Auto-entrepreneurs et droit du travail : la zone grise
C’était le sujet du premier Conseil des ministres de la rentrée : la réforme du statut des auto-entrepreneurs, présentée le 21 août par Sylvia Pinel, ministre de l'Artisanat, du Commerce et du Tourisme. Une réforme controversée dont l’enjeu est d'aller vers un alignement du statut des auto-entrepreneurs sur celui des indépendants de droit commun,afin d'éviter les effets d’aubaine. En attendant le texte devant l’hémicycle, le Carnet juridique fait le point sur ce statut hybride, notamment les liens des auto-entrepreneurs avec le droit du travail.

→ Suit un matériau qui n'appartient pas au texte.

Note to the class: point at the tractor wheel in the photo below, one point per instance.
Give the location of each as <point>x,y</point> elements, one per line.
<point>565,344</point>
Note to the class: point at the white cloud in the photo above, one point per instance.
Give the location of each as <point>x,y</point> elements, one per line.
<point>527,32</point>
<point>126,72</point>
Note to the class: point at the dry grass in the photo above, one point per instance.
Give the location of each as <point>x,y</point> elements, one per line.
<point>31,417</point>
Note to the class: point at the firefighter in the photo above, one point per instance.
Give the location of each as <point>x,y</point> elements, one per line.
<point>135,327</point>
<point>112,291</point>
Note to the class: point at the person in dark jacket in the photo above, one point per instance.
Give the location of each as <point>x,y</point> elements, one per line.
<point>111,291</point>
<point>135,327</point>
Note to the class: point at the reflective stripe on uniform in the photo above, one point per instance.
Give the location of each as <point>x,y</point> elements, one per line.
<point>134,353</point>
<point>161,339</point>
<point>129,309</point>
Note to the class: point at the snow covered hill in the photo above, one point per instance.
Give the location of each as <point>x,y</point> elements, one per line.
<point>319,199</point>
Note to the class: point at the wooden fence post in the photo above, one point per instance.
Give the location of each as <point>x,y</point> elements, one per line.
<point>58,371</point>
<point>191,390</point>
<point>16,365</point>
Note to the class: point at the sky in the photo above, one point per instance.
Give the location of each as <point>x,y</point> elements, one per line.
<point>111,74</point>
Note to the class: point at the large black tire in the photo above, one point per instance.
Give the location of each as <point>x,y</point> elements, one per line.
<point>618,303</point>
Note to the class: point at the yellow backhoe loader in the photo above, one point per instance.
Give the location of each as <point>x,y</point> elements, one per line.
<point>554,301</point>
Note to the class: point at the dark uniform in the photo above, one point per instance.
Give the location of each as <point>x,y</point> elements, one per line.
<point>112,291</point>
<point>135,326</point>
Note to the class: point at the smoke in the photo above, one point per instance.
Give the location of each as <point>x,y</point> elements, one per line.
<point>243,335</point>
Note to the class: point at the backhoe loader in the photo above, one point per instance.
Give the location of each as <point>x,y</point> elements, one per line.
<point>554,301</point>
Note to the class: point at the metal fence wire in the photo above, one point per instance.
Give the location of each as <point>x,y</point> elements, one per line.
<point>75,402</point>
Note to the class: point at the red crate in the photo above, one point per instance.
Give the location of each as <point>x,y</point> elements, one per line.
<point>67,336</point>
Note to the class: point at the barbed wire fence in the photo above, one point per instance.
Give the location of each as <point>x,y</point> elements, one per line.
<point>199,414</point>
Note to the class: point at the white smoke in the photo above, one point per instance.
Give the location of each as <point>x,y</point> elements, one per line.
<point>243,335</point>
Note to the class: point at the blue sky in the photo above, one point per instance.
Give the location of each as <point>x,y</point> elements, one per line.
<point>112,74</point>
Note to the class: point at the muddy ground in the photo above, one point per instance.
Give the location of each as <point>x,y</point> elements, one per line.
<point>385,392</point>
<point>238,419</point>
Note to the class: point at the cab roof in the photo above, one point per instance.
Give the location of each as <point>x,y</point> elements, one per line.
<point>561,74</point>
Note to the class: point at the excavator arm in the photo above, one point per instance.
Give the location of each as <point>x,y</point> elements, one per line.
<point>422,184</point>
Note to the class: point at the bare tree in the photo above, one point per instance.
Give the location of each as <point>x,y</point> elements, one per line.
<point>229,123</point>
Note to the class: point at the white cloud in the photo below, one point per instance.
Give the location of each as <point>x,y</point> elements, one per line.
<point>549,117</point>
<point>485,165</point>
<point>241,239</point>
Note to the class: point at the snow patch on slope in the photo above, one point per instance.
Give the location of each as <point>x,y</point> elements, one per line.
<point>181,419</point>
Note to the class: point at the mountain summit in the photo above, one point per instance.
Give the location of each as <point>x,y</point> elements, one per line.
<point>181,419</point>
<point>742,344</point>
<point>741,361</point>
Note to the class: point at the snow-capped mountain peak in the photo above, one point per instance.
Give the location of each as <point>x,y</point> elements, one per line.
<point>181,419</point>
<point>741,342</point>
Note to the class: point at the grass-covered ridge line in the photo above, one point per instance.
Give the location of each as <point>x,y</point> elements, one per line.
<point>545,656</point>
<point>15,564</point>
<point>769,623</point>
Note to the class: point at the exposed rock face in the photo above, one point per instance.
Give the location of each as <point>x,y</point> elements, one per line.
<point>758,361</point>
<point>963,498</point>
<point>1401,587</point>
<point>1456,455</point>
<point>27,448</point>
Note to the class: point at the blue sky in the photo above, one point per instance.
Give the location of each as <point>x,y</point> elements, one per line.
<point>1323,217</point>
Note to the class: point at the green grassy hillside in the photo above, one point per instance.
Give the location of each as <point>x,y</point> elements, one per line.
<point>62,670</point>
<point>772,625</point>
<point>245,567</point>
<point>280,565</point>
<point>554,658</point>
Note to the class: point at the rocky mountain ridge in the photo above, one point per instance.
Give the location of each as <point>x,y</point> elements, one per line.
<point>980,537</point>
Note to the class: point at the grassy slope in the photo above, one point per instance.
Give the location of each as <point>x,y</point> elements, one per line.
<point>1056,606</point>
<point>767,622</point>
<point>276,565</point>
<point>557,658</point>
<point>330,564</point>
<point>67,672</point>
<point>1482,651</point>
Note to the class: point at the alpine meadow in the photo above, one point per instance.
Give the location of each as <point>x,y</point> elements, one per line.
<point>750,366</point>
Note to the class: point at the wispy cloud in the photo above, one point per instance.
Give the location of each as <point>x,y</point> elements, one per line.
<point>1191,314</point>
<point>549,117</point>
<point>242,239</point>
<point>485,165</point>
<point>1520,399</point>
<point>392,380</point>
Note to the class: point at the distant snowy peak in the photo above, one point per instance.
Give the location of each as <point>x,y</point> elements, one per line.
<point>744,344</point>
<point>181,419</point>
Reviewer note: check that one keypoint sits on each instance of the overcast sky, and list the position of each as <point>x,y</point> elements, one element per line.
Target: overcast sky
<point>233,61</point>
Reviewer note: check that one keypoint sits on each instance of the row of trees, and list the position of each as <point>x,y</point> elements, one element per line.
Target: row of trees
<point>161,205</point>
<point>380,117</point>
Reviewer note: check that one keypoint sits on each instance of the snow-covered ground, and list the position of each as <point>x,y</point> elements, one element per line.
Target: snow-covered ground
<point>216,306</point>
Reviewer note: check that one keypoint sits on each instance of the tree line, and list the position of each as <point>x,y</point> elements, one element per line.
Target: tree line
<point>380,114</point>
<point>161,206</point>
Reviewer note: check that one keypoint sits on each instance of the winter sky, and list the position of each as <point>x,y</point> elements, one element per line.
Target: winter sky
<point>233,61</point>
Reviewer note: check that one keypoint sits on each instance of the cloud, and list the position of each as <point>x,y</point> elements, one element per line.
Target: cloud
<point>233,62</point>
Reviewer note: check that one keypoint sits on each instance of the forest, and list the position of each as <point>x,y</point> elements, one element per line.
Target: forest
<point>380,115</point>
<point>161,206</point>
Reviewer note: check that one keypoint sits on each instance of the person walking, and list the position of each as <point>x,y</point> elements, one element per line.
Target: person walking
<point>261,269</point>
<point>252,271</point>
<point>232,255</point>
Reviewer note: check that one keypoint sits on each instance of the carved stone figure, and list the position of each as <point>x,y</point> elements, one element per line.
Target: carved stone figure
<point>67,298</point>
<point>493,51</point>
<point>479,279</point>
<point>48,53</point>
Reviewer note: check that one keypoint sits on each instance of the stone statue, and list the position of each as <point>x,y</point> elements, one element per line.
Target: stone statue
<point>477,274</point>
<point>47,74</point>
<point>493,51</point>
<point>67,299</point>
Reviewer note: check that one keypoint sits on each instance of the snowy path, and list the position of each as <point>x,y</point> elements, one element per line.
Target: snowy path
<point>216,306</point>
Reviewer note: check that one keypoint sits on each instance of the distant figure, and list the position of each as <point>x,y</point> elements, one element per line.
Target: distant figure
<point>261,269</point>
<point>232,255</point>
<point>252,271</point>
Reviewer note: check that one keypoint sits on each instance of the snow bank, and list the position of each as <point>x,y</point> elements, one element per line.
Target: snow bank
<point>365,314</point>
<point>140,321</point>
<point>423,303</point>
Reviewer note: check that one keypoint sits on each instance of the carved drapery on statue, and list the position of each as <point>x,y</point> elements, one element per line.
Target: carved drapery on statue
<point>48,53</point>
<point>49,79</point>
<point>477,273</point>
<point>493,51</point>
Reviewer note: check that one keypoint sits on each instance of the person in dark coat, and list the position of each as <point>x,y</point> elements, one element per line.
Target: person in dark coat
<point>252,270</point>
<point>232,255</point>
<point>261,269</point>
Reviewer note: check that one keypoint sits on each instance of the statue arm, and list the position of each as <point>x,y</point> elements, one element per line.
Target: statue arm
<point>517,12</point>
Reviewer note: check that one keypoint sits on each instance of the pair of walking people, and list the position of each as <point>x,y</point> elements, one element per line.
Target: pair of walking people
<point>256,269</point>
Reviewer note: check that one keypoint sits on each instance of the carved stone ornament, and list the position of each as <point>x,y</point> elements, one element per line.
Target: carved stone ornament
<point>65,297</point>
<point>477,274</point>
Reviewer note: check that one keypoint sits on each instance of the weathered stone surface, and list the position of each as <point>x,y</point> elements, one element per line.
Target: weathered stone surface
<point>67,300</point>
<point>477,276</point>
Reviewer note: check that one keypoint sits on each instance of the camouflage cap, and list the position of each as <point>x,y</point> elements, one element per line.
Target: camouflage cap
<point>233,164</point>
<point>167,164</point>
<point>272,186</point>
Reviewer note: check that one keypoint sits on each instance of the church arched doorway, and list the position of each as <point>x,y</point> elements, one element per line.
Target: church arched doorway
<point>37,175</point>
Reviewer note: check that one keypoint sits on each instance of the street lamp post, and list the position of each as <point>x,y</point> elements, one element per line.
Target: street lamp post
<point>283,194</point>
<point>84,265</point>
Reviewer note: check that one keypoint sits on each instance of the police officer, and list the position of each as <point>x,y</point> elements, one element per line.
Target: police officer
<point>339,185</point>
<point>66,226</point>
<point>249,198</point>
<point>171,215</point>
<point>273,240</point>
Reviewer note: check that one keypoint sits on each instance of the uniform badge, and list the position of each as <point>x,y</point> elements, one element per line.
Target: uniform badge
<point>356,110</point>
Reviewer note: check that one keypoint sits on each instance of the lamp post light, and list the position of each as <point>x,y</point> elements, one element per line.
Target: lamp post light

Faux auto-entrepreneurs et vrais salariés
Depuis sa création, la figure de l’auto-entrepreneur nourrit de grandes craintes, parfois même des fantasmes, autour des risques que ce nouveau statut peut faire peser sur le salariat. La première de ces inquiétudes étant la tentative de détournement du dispositif pour externaliser certaines tâches qui étaient, jusqu’alors, assurées par des salariés. On imagine aisément un scénario où un employeur imposerait à l’un de ses préposés de changer de statut et de continuer à travailler pour lui en tant qu’auto-entrepreneur, ce qui lui permettrait d’économiser les charges salariales, tout en s’octroyant de la souplesse dans la gestion des ressources humaines. En effet, recourir à un auto-entrepreneur plutôt qu’à un salarié permet de « disposer » de ses services au gré des commandes, sans être tenu par un contrat de travail si l’activité venait à baisser. De son côté, l’auto-entrepreneur « contraint » continuerait d’être lié par un lien de subordination bien réel, tout en échappant au régime protecteur du droit du travail et à la protection sociale des travailleurs salariés Autres risques de déviances, rapportées ou observées depuis la création de ce dispositif : l’utilisation de l’auto-entreprenariat comme « super période d’essai », un délai au cours duquel le donneur d’ordre va « tester » son futur salarié, en le faisant passer par un statut d’auto-entrepreneur, beaucoup plus longuement que ce que la période d’essai légale autorise . Toutes les hypothèses (et bien d’autres) sont envisageables, il est donc fondamental d’étudier dans quelle mesure le droit du travail peut « retrouver » à s’appliquer aux auto-entrepreneurs, en faisant tomber la présomption de non-salariat qui pèse sur eux.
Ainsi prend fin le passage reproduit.